Fresh lemon ginger detoxifying smoothie from Nutrition In The Kitch. Smoothies are a great way to get your day started. Especially, if you don't have time to sit down and eat. Ginger mixes well with almost any type of fruit or veggie in the smoothie so don't be shy! Add as much as you like!
Garlic is the last anti-inflammatory spice for this post and one of my favorites. I have always loved garlic and when I discovered all of the great health benefits of eating garlic, I was hooked. I love just roasting a head of organic garlic and squeezing out the garlic onto a cracker or use it as a spread for a veggie wrap.
Garlic contains sulfur compounds that reduce inflammation. It is very helpful to reduce pain and inflammation, especially for the joints. (Source: World's Healthiest Foods) Garlic also wards off germs that cause food poisoning and it has prebiotic activity. Prebiotics help give the good bacteria in our digestive tract the energy it needs to thrive, which promotes healthy digestion. (Source: Livestrong)

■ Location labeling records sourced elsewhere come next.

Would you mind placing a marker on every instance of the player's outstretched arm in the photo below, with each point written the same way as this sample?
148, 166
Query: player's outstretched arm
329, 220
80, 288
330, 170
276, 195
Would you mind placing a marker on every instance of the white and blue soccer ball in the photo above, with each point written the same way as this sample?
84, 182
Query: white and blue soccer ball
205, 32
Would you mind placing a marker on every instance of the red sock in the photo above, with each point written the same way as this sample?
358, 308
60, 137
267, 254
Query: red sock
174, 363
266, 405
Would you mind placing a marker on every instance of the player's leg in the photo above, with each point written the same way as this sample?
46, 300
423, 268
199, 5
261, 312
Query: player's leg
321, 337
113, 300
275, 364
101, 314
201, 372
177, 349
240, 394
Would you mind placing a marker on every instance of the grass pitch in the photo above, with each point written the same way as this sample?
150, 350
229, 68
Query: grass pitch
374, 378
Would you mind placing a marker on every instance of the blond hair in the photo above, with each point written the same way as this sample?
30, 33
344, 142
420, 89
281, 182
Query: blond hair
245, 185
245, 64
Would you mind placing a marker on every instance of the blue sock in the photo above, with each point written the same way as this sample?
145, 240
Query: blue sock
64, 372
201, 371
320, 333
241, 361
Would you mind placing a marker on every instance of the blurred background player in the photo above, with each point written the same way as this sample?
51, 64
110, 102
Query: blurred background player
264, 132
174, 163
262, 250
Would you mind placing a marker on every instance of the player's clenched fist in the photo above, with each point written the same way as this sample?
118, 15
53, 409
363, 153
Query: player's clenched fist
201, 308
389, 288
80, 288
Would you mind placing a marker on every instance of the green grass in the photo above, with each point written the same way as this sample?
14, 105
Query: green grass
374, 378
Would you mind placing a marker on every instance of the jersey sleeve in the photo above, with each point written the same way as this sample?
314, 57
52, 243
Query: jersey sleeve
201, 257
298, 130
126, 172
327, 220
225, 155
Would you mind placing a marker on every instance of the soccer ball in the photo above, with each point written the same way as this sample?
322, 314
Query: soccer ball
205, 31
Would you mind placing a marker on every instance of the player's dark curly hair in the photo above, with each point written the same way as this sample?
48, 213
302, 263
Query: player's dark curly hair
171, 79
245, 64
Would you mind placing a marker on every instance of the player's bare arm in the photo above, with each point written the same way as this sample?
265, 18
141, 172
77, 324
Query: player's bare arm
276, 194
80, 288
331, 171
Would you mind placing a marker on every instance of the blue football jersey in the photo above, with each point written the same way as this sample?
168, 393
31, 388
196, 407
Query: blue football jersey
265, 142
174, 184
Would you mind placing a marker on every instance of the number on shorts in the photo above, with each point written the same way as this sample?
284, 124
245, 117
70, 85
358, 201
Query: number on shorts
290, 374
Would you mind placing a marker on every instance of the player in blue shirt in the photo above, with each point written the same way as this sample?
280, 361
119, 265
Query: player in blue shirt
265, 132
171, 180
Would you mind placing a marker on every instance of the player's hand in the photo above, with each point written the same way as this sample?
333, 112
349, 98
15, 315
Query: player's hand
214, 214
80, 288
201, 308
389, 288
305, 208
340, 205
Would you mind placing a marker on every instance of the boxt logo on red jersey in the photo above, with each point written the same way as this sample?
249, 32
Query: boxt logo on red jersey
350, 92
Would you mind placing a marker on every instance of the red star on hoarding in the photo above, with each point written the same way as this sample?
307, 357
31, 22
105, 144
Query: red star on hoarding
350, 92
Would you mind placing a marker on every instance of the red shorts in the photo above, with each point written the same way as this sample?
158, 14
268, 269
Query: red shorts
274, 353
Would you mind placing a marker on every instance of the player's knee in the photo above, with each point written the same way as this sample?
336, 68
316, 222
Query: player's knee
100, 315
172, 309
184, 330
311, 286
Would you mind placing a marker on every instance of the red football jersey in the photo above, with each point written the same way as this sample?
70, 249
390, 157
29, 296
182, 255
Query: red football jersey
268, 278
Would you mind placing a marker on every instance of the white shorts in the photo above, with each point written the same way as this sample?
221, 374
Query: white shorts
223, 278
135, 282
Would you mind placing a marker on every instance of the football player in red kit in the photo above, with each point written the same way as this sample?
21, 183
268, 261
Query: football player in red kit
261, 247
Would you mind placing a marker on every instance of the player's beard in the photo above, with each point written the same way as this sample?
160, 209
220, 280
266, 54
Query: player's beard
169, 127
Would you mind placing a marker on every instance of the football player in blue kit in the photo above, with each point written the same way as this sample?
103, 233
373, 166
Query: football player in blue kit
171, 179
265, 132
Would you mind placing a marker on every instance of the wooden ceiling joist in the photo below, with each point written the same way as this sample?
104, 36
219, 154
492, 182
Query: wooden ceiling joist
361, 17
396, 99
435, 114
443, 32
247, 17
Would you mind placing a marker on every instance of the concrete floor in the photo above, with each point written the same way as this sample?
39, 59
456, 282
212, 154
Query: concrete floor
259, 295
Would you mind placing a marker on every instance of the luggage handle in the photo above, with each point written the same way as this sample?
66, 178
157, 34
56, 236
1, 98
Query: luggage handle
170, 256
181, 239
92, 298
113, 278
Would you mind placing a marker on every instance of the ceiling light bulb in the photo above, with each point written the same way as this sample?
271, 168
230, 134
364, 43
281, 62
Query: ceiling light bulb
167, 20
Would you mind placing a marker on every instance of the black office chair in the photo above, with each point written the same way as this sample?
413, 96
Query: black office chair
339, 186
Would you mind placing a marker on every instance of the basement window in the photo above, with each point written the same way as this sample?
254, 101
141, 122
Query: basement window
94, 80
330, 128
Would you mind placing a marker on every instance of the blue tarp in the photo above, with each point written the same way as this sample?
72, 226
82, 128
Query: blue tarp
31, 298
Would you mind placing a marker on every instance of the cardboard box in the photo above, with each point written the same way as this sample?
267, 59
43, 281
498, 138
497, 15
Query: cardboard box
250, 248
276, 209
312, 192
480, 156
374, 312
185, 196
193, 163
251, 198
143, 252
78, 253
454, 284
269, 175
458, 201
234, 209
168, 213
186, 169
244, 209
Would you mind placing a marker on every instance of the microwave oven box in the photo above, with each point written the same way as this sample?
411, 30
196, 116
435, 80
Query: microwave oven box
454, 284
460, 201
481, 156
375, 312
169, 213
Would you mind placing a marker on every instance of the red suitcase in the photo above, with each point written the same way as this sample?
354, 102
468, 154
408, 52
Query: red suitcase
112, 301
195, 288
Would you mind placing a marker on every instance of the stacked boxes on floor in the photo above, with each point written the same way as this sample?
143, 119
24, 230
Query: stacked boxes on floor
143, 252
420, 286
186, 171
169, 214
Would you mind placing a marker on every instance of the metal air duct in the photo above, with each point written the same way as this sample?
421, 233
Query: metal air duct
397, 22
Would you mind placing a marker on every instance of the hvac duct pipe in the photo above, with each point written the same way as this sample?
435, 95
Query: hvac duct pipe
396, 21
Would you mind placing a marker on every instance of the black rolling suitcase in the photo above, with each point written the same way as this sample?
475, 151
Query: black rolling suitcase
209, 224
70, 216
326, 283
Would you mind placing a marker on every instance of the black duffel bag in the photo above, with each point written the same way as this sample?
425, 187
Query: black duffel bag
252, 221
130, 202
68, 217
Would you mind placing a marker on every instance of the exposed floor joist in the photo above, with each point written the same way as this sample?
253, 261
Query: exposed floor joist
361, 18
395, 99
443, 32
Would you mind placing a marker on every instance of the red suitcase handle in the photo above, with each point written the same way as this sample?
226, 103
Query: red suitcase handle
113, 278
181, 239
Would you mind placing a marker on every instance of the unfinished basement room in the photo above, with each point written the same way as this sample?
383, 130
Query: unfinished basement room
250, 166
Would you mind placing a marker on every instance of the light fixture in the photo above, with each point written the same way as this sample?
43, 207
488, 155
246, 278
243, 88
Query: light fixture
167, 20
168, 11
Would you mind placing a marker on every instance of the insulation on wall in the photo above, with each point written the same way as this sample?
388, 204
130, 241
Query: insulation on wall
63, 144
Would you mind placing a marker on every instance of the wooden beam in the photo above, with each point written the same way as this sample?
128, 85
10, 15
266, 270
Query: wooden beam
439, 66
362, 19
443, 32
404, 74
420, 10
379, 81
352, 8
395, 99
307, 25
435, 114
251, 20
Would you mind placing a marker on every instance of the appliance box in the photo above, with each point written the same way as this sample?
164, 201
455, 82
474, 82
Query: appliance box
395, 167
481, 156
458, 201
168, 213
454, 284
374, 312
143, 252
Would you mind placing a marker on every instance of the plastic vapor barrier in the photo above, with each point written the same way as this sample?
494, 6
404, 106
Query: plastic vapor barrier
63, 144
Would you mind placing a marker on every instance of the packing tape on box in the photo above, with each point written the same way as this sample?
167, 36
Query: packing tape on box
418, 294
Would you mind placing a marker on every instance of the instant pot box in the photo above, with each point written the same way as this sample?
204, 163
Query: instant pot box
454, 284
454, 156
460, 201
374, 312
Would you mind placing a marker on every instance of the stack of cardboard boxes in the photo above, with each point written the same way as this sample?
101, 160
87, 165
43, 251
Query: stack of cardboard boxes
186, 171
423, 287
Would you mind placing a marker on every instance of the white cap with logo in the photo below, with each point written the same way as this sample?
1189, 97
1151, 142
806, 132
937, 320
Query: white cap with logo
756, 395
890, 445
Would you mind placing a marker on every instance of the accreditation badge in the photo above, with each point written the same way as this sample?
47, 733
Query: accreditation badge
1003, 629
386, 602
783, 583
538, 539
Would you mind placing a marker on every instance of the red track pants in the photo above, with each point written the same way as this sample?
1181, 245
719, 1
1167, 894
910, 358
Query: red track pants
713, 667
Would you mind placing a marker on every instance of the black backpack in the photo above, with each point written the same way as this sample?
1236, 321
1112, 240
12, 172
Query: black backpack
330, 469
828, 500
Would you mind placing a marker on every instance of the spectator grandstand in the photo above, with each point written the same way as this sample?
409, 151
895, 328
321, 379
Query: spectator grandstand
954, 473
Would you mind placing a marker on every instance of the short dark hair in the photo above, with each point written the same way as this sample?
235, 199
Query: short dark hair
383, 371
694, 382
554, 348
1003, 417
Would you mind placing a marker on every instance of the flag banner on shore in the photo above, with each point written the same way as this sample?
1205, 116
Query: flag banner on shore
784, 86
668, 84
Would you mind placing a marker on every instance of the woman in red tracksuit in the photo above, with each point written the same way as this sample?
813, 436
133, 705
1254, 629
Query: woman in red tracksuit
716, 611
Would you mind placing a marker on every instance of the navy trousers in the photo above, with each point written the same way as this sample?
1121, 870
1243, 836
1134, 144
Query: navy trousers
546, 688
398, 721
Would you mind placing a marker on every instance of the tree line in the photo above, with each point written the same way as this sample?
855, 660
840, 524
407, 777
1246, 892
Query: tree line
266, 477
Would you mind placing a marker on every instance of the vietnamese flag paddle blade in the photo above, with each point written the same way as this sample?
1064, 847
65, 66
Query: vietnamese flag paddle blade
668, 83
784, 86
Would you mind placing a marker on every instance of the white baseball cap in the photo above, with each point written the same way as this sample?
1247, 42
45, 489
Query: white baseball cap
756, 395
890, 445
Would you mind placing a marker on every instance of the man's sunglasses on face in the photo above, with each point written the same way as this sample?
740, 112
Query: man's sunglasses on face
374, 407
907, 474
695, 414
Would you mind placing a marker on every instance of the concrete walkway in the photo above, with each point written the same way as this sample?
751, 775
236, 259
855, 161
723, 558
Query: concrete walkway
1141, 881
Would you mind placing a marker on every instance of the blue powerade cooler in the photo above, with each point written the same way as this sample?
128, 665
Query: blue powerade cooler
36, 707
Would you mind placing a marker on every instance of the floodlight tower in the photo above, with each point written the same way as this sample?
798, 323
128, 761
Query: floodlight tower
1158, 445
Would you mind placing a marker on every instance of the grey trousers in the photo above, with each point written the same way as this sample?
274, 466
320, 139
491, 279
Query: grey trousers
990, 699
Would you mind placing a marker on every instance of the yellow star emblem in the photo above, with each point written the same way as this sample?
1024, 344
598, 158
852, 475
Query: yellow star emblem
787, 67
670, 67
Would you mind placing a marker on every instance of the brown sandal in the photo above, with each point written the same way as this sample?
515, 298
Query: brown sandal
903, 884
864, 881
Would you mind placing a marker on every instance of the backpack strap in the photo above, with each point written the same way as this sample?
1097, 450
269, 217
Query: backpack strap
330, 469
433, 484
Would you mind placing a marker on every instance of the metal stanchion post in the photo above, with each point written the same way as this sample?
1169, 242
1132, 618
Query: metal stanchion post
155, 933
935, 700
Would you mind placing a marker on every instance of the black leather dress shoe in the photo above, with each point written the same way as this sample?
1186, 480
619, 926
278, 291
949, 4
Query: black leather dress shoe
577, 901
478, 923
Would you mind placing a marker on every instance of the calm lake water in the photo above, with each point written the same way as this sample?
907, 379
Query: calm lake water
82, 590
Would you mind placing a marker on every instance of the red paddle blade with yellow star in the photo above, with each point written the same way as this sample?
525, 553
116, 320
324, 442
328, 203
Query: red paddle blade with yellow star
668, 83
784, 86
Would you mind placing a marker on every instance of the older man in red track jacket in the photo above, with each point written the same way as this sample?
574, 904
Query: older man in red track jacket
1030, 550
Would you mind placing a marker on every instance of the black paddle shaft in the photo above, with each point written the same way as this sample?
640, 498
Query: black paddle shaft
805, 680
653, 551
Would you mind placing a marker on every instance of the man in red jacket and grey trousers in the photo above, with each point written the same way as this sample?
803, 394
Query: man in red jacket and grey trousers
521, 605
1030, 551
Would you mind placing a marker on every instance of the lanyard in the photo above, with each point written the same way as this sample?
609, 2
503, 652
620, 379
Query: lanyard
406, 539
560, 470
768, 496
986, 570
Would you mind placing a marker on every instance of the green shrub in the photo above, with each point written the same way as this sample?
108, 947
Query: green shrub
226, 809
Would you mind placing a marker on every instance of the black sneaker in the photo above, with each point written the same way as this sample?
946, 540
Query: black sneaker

Here are a few recipes using garlic.
Healthy Garlic Herb Chicken Salad from Pinch of Yum. What I really love about this recipe is the dressing that uses garlic, olive oil, water, basil, parsley and lemon juice. If you don't eat meat, this dressing works with a vegetarian version of this salad. I would use blanched broccoli or cooked tempeh in place of the chicken.
Sundried Tomato and Lentil Salad from Garlic Matters. Lentils are one of the best legumes to eat regularly. They are high in protein and fiber, which adds nutrients to any dish. I love eating them in salads because it gives a different texture and fills me up. The dressing is full of garlic which also supports a healthy gut.
Creamy Roasted Garlic Potato Soup from How Sweet Eats. This recipe contains cream but since I am dairy-free, I would use either coconut milk or leave it out altogether. Since potato soup is pureed, I find the potatoes give me enough creaminess all on their own. The roasted garlic really shines in this recipe, making it full of flavor.
I hope you enjoyed this post about the anti-inflammatory properties of turmeric, ginger and garlic. If you are working on solving gut health issues, these spices are critical to have in your routine. From the recipes I shared, it is easy to see how they can be incorporated into meals.